At first, I thought I had inadvertently entered an active war zone. I was on a lonely two-lane road in southern New Mexico heading for El Paso, Texas. Off to the side of the road, hardly concealed behind some desert shrubs, I suddenly noticed what seemed to be a tank. For a second, I thought I might be seeing an apparition. When I stopped to take a picture, a soldier wearing a camouflage helmet emerged from the top of the Stryker, a 19-ton, eight-wheeled combat vehicle that was regularly used in military operations in Iraq and Afghanistan. He looked my way and I offered a pathetic wave. To my relief, he waved back, then settled behind what seemed to be a large surveillance display mounted atop the vehicle. With high-tech binoculars, he began to monitor the mountainous desert that stretched toward Mexico, 20 miles away, as if the enemy might appear at any moment.
That was in 2012 and, though I had already been reporting on the militarization of the US-Mexican border for years, I had never seen anything like it. Barack Obama was still president, and it would be another six years before Donald Trump announced, with much fanfare, that he was essentially going to declare war at the border and send in the National Guard. (“We really haven’t done that before,” Trump told the media on April 3, “or certainly not very much before.”)
Operation Nimbus II, as the 2012 mission was called, involved 500 soldiers from Fort Bliss and Fort Hood and was a typical Joint Task Force North (JTF-N) operation. Those troops were officially there to provide the US Border Patrol with “intelligence and surveillance.” Since JTF-N was tasked with supporting the Department of Homeland Security (DHS) on the border, its motto was “protecting the Homeland.” However, it was also deeply involved in training soldiers for overseas military operations in ongoing American wars in the Greater Middle East.
Only weeks before, 40 Alaskan-based Army airborne engineers had parachuted into nearby Fort Huachuca as if they were part of an invasion force landing in southern Arizona. That border operation (despite the dramatic arrival, all they did was begin constructing a road) “mirrors the type of mission the 40 soldiers might conduct if they were deployed to Afghanistan,” JTF-N “project organizers” told the Nogales International. As JTF-N spokesman Armando Carrasco put it, “This will prepare them for future deployments, especially in the areas of current contingency operations.”
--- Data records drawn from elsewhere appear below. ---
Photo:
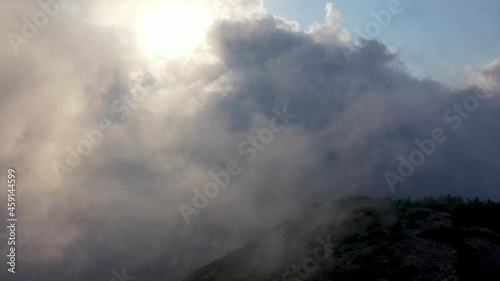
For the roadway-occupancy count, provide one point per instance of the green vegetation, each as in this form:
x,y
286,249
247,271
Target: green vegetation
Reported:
x,y
470,212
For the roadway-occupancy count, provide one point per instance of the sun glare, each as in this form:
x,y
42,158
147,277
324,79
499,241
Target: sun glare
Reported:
x,y
174,29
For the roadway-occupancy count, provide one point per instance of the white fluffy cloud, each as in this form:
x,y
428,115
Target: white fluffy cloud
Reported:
x,y
119,207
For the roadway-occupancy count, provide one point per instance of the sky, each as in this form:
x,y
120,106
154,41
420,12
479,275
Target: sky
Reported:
x,y
156,136
437,39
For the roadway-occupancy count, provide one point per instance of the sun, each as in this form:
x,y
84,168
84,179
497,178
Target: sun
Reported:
x,y
174,29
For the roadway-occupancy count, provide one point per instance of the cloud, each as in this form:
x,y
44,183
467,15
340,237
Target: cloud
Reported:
x,y
119,206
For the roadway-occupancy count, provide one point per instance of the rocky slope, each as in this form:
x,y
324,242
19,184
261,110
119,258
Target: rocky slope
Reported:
x,y
359,238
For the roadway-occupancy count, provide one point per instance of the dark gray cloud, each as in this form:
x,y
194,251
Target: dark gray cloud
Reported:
x,y
119,207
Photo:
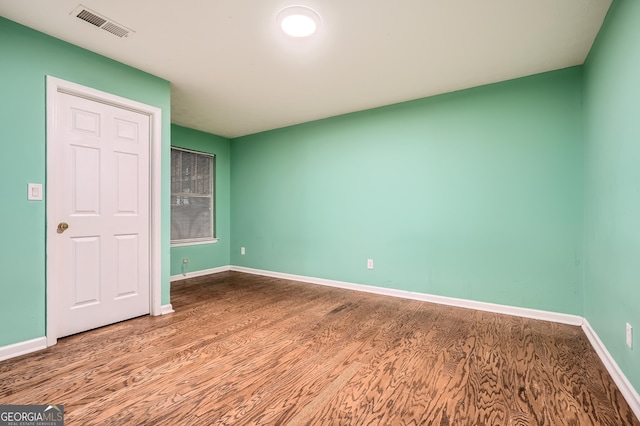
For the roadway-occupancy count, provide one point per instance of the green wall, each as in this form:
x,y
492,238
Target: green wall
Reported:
x,y
612,231
26,58
476,194
207,256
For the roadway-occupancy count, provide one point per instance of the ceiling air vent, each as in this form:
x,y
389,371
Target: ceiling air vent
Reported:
x,y
102,22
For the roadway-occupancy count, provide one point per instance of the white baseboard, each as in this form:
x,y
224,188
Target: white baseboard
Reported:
x,y
166,309
626,388
22,348
442,300
200,273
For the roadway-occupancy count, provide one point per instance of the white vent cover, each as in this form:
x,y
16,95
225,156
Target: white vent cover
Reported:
x,y
102,22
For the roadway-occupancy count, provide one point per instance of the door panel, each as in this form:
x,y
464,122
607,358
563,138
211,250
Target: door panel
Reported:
x,y
101,176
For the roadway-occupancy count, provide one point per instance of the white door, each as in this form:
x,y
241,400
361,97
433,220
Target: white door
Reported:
x,y
100,250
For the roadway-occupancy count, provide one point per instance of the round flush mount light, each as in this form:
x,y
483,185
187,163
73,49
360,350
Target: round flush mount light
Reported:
x,y
298,21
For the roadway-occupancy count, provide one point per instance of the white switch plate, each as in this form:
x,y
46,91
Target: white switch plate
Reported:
x,y
34,191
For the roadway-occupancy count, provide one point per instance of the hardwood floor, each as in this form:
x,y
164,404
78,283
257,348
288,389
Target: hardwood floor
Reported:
x,y
252,350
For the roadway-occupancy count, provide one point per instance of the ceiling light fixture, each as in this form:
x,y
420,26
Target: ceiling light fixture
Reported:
x,y
298,21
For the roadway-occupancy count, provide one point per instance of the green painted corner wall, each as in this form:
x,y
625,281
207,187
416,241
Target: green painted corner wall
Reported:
x,y
476,194
612,179
27,57
207,256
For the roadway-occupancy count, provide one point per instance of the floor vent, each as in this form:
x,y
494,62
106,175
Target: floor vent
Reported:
x,y
101,22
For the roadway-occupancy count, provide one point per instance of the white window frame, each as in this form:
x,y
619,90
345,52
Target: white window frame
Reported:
x,y
203,240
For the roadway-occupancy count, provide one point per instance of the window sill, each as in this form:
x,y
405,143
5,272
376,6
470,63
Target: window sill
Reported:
x,y
195,243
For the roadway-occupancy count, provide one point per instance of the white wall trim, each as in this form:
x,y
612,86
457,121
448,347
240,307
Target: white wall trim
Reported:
x,y
200,273
166,309
22,348
55,86
626,388
442,300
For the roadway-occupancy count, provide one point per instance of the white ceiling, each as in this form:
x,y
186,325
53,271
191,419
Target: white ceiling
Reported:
x,y
233,73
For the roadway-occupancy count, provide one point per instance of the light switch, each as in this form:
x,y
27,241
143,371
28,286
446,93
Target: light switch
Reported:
x,y
34,191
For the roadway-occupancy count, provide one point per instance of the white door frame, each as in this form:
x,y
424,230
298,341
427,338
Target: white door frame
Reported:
x,y
55,86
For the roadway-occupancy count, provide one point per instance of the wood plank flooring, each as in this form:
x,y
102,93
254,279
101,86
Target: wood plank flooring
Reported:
x,y
250,350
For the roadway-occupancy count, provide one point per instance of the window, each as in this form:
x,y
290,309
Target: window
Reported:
x,y
192,212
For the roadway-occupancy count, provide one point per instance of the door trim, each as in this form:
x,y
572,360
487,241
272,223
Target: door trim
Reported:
x,y
54,87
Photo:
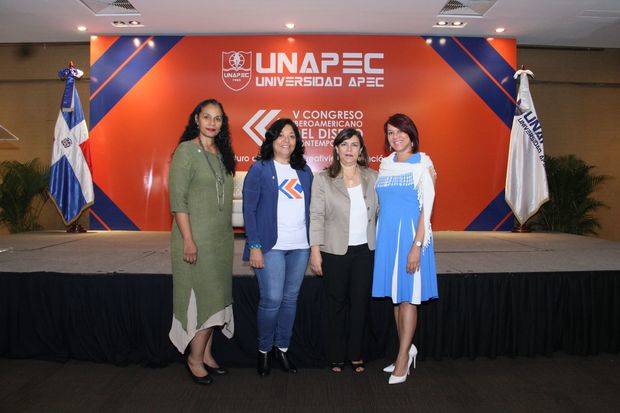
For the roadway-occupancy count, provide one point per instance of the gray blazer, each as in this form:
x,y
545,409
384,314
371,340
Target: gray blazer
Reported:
x,y
329,211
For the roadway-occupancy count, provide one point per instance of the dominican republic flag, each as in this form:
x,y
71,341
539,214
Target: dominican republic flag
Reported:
x,y
526,180
71,184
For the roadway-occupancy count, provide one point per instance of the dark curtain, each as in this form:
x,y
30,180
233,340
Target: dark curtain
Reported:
x,y
124,318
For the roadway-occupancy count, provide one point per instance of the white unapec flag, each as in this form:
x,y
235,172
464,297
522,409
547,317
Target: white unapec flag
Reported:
x,y
526,180
71,183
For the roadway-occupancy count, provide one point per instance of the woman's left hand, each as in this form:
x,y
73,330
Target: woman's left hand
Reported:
x,y
413,259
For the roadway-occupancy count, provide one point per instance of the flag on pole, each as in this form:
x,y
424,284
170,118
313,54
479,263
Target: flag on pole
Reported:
x,y
71,184
526,180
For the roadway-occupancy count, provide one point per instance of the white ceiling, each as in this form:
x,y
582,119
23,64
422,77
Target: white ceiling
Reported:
x,y
533,22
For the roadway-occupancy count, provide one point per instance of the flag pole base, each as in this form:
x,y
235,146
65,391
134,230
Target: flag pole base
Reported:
x,y
76,228
521,229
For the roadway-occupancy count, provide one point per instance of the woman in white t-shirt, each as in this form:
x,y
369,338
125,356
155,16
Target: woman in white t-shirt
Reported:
x,y
276,204
342,239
So seeing combat vehicles on the border shouldn’t have surprised me, even then. A “war” against immigrants had been declared long before Trump signed the memo to deploy 2,000 to 4,000 National Guard troops to the border. Indeed, there has been a continuous military presence there since 1989 and the Pentagon has played a crucial role in the historic expansion of the US border-security apparatus ever since.